転生した双子アイドルは伯爵令嬢に恋をする ~一途な恋の音色~

4.5ルイとシェイラ

次の授業の教室へと移動する為に廊下を歩いていると、隣の校舎にシェイラがいるのが窓から見えた。
いつも一緒にいるご令嬢と、ニコニコしながら楽しそうに話をしている。

艶やかなストレートの黒髪、目尻が少し上がっている切れ長の茶色の瞳。睫毛も長くキリッとした瞳が特徴的。
だが、小柄なシェイラは可憐で大人しいお嬢様という印象だ。

僕も最初はそういうイメージを持っていた。
打ち解けてくれるまで時間がかかったから、人見知りなのかな?と思っていたら、僕という人柄を知り慣れてくると、いろんな顔を見せてくれるようになった。

普段はよく喋り、可愛らしくよく笑い、怒っている時はツンとそっぽを向いてしまうし、少しお転婆なところもある。
急に何をするか分からない時があって、僕はいつも目が離せない。

「ルイ!見て!私が育てたお花よ!」

庭園にシェイラがいると聞いて向かうと、土で汚れるのも気にせず、花壇の花を手入れしていたシェイラが僕を呼ぶ。

「可愛いね。なかなか咲かないと言っていたお花だね」

「そうなの!この子はお花が開かなくて悩んでいたんだけど、肥料の配合を変えてみたら元気になってくれたわ!」

とてもキラキラした瞳で教えてくれる。
花や植物が好きなシェイラは小さな頃から庭師の仕事を見ているうちに、自分でも育てるようになった。
興味があることには、のめり込むタイプで、庭園にはシェイラ専用のスペースがある。

「フフッ。蕾がいっぱいだね。これからまた楽しみだね、シェイラ」

「ええ!たくさんのお花を開いて見せてくれるわ!とても楽しみよ!」

アリストロ家に新しく入った屋敷の使用人達は、シェイラのこの姿を見て驚くが、古くからいる人達にとってはこれが日常。とても微笑ましくシェイラを見守っている。
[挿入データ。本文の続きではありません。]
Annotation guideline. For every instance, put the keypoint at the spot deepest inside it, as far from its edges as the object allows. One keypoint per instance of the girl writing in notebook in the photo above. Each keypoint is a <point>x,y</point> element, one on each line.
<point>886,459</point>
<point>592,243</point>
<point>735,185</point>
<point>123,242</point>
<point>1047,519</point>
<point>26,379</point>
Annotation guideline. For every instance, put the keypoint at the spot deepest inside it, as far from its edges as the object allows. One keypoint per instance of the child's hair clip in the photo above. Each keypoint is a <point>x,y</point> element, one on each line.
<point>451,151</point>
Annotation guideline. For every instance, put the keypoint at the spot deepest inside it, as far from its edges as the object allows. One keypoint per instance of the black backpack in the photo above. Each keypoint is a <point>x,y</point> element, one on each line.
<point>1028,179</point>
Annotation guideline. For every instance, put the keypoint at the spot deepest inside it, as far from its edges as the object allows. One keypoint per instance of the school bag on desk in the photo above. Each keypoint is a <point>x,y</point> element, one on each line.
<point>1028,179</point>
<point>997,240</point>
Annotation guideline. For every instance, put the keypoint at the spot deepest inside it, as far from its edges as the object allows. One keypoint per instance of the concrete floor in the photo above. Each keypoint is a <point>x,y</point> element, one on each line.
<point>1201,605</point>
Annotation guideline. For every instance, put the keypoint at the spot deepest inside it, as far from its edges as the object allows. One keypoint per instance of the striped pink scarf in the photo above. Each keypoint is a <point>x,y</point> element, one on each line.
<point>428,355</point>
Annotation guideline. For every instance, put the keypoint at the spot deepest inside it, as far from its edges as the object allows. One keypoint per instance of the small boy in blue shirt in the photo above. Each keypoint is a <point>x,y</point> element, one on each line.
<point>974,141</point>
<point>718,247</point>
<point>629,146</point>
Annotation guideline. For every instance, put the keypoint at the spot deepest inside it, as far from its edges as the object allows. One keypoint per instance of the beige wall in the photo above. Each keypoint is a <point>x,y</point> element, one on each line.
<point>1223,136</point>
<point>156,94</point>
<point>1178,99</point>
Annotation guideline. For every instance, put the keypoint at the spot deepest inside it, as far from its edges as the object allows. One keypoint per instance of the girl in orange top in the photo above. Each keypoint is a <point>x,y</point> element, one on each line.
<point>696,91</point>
僕はシェイラの頬に付いている土をハンカチで拭き、そのまま頬を撫でる。
目を細めて僕を見るシェイラ。

おかげで僕も花と植物に詳しくなってきたよ。
種や苗をプレゼントすると喜んでくれるから、花屋や園芸店の人とも親しくなった。
クスフォード家とアリストロ家の庭師ともね。